The indole scaffold is a privileged structure found in over 3000 natural products and 40 drugs across diverse therapeutic areas. The study aims to develop a new chiral amine catalyst that improves reactivity and selectivity for iminium‑catalyzed alkylation of indoles with α,β‑unsaturated aldehydes. The authors designed a (2S,5S)-5‑benzyl‑2‑tert‑butyl‑imidazolidinone catalyst that facilitates conjugate addition of indoles to α,β‑unsaturated aldehydes. The catalyst delivers high yields (70–97%) and excellent enantiomeric excesses (84–97%) across diverse indole substrates, and its utility is demonstrated in the enantioselective synthesis of an indolobutyric acid COX‑2 inhibitor.

Abstract

The indole framework has become widely identified as a "privileged" structure with representation in over 3000 natural isolates and 40 medicinal agents of diverse therapeutic action.
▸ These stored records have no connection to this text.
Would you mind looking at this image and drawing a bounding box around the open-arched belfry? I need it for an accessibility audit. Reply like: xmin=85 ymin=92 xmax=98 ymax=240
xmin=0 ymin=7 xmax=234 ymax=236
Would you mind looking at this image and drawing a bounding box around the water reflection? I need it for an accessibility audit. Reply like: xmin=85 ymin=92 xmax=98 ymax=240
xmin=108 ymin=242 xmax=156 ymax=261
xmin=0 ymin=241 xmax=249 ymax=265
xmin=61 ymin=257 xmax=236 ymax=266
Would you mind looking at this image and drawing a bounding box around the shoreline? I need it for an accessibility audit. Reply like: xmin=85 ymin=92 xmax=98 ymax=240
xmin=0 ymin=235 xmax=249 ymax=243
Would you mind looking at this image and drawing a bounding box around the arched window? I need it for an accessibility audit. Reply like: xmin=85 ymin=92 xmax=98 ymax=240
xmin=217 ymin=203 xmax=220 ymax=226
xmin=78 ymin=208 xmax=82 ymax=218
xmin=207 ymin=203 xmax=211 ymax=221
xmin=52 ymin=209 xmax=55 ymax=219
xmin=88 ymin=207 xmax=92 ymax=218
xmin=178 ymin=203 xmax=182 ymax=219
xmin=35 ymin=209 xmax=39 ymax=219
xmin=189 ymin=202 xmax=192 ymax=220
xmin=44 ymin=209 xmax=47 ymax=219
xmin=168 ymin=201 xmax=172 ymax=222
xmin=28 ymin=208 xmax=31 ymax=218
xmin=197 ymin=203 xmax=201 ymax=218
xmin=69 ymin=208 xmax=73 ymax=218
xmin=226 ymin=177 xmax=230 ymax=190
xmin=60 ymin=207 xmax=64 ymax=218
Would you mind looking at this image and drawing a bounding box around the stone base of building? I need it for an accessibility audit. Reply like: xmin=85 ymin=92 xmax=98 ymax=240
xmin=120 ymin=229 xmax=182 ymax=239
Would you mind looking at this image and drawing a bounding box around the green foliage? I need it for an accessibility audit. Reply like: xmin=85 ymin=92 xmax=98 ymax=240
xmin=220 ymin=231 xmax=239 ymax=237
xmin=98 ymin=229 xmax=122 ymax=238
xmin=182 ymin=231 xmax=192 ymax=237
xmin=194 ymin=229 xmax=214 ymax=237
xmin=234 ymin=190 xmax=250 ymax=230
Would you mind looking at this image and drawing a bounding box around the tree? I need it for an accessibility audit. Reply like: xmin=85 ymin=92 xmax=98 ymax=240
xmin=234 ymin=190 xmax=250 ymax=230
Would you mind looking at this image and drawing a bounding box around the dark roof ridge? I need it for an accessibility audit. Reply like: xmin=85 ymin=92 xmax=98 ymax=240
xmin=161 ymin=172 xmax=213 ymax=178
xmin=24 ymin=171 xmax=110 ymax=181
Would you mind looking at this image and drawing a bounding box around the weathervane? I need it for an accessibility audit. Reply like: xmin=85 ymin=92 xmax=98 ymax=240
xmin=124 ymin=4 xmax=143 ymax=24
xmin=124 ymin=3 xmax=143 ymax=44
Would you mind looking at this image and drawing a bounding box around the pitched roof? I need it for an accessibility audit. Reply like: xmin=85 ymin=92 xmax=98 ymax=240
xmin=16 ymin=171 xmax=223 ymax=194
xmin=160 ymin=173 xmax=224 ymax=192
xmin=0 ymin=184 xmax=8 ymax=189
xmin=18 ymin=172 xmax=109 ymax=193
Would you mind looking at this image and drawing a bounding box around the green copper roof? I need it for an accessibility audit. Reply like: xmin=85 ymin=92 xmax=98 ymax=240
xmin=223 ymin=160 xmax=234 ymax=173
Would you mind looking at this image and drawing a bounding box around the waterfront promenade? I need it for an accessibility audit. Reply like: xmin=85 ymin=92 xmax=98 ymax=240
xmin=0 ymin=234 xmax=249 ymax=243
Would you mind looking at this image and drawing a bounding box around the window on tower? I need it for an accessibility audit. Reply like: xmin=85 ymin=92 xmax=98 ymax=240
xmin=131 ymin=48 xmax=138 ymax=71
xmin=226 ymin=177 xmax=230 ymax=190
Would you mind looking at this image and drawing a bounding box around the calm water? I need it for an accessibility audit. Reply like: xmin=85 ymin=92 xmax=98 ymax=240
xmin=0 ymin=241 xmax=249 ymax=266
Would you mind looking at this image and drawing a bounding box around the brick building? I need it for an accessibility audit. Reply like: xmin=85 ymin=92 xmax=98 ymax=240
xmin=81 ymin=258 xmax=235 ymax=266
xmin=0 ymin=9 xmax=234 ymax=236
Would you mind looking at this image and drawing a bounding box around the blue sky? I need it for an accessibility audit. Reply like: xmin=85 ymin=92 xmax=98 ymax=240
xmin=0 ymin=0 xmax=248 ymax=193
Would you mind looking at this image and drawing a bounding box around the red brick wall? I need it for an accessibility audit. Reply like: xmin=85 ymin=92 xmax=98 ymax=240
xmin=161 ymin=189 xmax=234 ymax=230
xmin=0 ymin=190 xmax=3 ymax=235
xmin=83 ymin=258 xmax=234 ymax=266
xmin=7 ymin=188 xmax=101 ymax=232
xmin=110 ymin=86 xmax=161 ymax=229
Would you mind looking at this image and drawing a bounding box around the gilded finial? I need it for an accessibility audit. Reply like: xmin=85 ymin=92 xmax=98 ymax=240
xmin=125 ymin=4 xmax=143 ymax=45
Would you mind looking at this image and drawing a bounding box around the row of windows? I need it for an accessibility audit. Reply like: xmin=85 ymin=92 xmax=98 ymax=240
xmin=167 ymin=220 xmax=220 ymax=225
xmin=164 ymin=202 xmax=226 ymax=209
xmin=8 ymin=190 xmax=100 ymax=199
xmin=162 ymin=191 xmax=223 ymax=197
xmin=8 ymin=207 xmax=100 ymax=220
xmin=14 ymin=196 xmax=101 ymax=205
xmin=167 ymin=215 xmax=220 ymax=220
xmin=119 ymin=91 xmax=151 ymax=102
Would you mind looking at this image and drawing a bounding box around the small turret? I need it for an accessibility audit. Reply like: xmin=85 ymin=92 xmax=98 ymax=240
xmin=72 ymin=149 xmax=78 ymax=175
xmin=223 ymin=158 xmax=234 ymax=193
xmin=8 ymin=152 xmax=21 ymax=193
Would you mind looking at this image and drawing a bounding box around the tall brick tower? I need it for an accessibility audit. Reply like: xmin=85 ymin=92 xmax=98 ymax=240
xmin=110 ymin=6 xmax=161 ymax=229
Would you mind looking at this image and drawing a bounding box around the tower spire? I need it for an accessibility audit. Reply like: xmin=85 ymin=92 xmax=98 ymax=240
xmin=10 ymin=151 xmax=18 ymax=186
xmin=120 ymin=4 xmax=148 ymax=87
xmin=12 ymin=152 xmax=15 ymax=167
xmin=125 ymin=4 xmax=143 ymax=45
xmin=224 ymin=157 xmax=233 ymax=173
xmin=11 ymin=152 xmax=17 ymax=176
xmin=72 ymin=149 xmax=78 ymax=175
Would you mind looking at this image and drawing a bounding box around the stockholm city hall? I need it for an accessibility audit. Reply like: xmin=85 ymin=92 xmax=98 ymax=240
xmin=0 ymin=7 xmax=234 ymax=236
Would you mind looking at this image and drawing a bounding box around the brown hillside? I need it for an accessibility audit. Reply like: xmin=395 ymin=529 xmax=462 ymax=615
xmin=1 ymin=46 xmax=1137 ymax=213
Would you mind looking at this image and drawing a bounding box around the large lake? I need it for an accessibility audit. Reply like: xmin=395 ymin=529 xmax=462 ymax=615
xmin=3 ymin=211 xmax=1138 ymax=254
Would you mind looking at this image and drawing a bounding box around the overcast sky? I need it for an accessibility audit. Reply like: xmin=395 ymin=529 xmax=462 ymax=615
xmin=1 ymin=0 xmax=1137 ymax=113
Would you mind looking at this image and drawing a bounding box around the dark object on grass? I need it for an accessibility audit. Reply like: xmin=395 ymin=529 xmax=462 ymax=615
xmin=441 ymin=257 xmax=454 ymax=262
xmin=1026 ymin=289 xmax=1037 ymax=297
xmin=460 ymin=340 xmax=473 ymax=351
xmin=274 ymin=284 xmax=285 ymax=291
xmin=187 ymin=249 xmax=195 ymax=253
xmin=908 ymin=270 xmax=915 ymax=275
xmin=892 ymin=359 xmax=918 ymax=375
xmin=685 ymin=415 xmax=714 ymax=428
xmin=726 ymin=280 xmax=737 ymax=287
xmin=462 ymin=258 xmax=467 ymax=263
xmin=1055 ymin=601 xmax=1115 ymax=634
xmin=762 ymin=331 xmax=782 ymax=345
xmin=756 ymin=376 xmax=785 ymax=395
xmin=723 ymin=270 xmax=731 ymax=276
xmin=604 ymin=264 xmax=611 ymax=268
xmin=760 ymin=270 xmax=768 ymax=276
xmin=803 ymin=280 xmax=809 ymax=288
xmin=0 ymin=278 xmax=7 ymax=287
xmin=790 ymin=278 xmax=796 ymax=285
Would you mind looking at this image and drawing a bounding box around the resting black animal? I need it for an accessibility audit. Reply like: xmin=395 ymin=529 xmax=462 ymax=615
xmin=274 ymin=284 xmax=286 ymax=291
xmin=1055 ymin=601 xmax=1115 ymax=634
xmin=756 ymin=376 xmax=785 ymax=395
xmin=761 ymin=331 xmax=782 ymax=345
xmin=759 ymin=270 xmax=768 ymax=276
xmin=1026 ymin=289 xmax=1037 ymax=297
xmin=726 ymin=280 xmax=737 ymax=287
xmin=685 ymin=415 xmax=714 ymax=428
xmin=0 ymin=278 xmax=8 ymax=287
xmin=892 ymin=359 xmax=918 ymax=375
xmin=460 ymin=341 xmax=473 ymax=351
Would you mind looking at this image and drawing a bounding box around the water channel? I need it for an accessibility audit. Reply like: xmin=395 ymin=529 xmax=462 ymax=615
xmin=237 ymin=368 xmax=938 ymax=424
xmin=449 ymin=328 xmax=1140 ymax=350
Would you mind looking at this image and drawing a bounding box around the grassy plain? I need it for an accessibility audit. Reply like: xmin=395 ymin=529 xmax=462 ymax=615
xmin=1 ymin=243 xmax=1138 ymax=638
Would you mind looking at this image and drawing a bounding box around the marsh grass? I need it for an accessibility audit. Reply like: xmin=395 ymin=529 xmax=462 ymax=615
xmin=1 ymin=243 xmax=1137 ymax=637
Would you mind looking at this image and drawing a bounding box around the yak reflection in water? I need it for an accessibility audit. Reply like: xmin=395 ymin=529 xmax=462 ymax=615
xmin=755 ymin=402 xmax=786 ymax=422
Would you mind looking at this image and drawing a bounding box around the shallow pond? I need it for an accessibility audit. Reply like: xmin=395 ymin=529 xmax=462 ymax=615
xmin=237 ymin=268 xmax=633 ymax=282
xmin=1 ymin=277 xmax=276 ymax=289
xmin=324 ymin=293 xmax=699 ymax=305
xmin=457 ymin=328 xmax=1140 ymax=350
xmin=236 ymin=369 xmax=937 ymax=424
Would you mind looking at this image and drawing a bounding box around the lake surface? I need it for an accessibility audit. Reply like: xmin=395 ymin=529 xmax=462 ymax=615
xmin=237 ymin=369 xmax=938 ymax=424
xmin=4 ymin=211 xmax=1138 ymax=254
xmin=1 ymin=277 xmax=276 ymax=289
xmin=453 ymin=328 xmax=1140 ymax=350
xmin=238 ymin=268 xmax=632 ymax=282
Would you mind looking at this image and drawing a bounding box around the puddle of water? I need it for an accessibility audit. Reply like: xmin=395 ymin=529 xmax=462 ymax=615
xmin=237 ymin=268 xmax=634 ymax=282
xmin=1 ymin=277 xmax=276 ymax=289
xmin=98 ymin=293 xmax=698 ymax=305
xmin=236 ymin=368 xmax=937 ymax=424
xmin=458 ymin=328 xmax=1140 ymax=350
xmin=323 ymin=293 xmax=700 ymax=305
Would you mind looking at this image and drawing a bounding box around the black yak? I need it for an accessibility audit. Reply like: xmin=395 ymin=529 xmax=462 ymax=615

A new strategy for asymmetric access to this important pharmacaphore has been accomplished that involves the amine catalyzed alkylation of indoles with α,β-unsaturated aldehydes. Central to these studies has been the design of a new chiral amine catalyst that exhibits improved reactivity and selectivity for iminium catalysis. This new (2S,5S)-5-benzyl-2-tert-butyl-imidazolidinone catalyst has enabled the conjugate addition of a variety of indole systems to a diverse range of α,β-unsaturated aldehydes in high yield and with excellent levels of enantiocontrol (70−97% yield, 84−97% ee). A demonstration of the utility of this new organocatalytic alkylation for the rapid construction of biomedically relevant molecules is presented in the enantioselective synthesis of an indolobutyric acid COX-2 inhibitor.